Para la donación de los excedentes de alimentos, los agentes de la cadena deberán suscribir convenios de colaboración con empresas, entidades de iniciativa social y otras organizaciones sin ánimo de lucro o bancos de alimentos. En estos acuerdos se deberán recoger de forma expresa las condiciones de recogida, transporte y almacenamiento de los productos, entre otras cuestiones.
Buenas prácticas
Las empresas de hostelería tendrán la obligación de facilitar al consumidor que pueda llevarse, sin coste adicional alguno, los alimentos que no haya consumido –salvo en los establecimientos tipo bufé libre o similares–. Para ello deberán disponer de envases aptos para el uso alimentario, que sean reutilizables o fácilmente reciclables.El Gobierno adoptará políticas y medidas para fomentar la adecuación de las fechas de consumo preferente a la prevención del desperdicio, para lo que deberá llevar a cabo acciones formativas y divulgativas sobre la correcta interpretación de las fechas de caducidad y consumo preferente.
Igualmente se incentivará que los agentes de la cadena alimentaria ajusten las fechas de consumo preferente de sus productos hasta el máximo que garantice una adecuada calidad de los mismos y se promoverá la investigación y la innovación sobre la viabilidad de los alimentos para alargar la vida útil.
Régimen sancionador
El régimen sancionador establece como falta grave no contar con un plan de prevención de las pérdidas y el desperdicio alimentario, para la que prevé sanciones que pueden oscilar entre 2.001 y 60.000 euros, así como la segunda o ulterior infracción leve que suponga reincidencia en el plazo de dos años.Se considerarán infracciones leves no aplicar la jerarquía de prioridades en el uso de los alimentos o que las industrias, empresas de distribución al por menor, de hostelería y restauración no lleven a cabo la donación de aquellos productos no vendidos que son aptos para el consumo humano a través de un pacto o convenio.
En el caso de las empresas y entidades de iniciativa social que sean receptoras de las donaciones, se considerará infracción leve que no entreguen los excedentes a personas desfavorecidas, o que establezcan algún tipo de discriminación en el acceso al reparto de alimentos (por motivos de discapacidad, edad, sexo, salud, orientación sexual, identidad o expresión de género, catacterísticas sexuales, nacionalidad, situación administrativa, origen racial o étnico, religión o creencias, o cualquier otra condición o circunstancia personal o social).

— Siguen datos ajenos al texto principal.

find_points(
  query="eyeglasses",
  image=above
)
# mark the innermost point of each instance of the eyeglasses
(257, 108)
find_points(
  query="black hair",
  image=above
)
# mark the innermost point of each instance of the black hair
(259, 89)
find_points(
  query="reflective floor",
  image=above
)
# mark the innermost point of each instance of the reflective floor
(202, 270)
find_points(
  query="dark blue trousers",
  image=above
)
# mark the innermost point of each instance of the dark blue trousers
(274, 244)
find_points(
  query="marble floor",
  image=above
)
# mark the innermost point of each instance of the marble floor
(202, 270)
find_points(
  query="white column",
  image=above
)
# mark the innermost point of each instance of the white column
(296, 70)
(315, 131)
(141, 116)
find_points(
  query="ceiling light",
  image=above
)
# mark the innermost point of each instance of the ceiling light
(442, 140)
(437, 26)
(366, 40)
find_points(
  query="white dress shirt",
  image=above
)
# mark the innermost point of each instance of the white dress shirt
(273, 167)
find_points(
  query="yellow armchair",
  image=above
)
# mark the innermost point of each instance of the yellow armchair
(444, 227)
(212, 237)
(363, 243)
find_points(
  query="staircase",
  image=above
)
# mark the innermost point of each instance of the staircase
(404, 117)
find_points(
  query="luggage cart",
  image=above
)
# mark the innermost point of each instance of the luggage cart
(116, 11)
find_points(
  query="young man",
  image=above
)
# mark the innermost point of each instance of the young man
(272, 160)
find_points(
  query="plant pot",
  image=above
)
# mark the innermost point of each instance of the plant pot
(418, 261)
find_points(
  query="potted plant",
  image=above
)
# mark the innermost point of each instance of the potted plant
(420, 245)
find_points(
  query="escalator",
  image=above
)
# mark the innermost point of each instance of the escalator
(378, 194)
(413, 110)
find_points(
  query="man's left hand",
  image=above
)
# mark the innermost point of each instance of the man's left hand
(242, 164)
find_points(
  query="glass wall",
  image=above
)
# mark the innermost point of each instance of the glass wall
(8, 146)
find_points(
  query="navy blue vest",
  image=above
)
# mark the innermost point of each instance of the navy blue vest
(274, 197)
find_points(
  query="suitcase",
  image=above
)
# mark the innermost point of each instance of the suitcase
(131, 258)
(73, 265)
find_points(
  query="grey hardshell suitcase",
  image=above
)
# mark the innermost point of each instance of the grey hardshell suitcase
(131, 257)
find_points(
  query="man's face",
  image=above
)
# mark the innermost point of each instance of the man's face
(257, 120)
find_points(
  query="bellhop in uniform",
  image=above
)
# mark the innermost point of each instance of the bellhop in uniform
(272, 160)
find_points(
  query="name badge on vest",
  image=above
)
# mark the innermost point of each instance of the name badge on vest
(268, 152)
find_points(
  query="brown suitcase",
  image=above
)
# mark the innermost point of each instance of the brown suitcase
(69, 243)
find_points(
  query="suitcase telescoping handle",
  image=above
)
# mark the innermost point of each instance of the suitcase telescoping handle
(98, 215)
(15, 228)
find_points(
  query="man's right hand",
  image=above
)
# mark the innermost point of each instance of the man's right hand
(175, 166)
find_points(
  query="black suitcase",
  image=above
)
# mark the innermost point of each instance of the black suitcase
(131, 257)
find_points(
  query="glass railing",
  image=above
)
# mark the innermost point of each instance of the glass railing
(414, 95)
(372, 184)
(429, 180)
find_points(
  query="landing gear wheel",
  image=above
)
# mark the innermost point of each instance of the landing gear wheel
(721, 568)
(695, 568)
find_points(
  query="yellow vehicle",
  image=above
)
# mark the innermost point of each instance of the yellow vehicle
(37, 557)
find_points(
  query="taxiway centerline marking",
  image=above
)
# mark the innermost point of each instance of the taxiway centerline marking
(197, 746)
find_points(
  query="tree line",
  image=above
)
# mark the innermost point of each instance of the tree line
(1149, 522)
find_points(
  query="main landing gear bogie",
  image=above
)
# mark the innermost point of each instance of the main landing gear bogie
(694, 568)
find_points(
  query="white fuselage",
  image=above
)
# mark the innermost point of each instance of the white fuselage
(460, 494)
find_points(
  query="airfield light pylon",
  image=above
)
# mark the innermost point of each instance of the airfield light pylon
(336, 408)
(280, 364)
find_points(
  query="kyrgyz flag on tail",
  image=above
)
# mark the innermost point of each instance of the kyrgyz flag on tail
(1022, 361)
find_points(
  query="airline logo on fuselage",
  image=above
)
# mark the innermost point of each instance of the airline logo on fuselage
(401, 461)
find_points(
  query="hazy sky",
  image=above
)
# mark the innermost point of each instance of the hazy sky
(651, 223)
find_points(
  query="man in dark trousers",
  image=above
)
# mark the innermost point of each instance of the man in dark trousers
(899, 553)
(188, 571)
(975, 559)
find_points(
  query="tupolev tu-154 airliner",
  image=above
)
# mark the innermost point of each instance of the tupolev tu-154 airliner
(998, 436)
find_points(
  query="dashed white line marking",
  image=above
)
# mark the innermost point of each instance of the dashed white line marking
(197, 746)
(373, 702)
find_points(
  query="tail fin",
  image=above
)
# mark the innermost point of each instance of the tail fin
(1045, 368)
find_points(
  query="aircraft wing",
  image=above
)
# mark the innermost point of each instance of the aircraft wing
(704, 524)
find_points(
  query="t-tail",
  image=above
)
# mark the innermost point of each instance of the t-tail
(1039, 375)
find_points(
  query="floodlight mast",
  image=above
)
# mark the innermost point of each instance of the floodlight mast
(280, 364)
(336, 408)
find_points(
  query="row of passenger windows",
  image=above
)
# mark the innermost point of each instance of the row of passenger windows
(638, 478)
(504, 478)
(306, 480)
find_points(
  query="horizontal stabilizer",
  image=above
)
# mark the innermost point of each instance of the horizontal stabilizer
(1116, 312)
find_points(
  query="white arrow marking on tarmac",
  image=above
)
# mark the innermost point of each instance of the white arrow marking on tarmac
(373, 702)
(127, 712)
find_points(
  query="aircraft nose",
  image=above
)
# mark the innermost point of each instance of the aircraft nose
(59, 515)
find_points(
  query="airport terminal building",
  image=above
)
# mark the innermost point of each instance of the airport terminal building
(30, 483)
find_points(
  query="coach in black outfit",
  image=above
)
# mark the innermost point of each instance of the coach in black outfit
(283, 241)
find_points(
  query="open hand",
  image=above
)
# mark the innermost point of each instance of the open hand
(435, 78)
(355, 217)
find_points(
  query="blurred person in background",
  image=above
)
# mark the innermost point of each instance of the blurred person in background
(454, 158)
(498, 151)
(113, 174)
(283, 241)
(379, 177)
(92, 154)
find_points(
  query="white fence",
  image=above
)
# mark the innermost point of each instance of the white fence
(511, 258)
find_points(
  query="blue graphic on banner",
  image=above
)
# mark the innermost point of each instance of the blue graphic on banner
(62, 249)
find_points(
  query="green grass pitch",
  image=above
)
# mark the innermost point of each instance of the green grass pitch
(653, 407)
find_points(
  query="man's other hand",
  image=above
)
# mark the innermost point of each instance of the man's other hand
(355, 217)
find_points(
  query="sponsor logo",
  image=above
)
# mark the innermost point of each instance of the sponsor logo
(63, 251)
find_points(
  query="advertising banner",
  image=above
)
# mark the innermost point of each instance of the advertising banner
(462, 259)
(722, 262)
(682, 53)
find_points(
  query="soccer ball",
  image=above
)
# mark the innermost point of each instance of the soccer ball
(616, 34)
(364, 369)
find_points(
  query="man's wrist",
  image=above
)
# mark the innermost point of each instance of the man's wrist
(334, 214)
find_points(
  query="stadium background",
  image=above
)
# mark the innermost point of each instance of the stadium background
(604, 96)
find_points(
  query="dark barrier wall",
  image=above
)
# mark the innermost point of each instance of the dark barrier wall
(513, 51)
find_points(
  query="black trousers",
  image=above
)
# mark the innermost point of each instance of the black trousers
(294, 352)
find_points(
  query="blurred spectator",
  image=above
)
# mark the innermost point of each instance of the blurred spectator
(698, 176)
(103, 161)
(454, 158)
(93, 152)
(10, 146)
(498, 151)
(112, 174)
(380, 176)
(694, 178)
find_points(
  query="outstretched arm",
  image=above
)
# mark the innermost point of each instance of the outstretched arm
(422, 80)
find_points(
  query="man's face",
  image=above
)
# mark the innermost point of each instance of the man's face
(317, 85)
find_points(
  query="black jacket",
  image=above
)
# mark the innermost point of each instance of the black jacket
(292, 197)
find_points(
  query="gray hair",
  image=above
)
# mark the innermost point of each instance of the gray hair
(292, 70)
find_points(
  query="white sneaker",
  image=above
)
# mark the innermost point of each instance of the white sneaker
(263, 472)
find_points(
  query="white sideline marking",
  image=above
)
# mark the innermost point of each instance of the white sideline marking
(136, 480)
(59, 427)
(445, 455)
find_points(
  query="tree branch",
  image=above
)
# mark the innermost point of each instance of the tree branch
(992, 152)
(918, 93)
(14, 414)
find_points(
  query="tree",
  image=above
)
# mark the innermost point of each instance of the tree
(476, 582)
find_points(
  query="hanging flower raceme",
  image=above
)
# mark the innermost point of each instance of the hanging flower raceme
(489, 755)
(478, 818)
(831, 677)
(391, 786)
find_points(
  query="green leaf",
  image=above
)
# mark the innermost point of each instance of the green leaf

Asimismo, se considerará infracción leve la negativa a colaborar con las administraciones públicas para la cuantificación de los residuos de alimentos. La ley prevé para las infracciones leves unas multas de hasta 2.000 euros.
Como infracciones muy graves, sancionables con entre 60.001 y 500.000 euros de multa, se considerará la segunda o ulterior falta grave que se cometa en un plazo de dos años.